The present study is limited in certain ways because there might still be factors that could have affected baseline and after-restart samples differently: We did not check whether matches were similar in terms of home and away team skills, e. g., by comparing market values 36 or ELO rankings 33 . This factor seems to be of minor importance since the previous studies on ghost games found no differences in their samples. Another limitation is that samples contain slightly different teams due to relegation – maybe favoring different formations. We did not check whether the number of important matches was similar in the samples. Because we want to study the effect of training conditions as well, the last round before shutdown was assigned to baseline samples although it was also played without spectators. However, the potential effects of these issues should be very small and not affect results seriously.

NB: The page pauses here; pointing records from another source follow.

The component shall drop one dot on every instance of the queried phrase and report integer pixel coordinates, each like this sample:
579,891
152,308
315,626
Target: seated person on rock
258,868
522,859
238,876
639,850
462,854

Discussion of the results in the following paragraphs suggests causes for observed effects. These effects can be attributed to a change in tactics, physical or technical abilities (e. g., due to lack of seasonal rhythm, unfavorable periodization, or psychological stress), environmental factors (especially empty stadia) and a change in referee bias (due to absence of home crowd). Because an observational study cannot conclusively clarify the underlying reasons, causes, or mechanisms 50 , our suggestions must always be speculative to some extent. In addition, all interpretations underlie the restriction of quite a small dataset of ghost games. The study reports the aggregated performance data of players and teams, which masks individual conditions. Future studies could analyze effects on individual teams and players.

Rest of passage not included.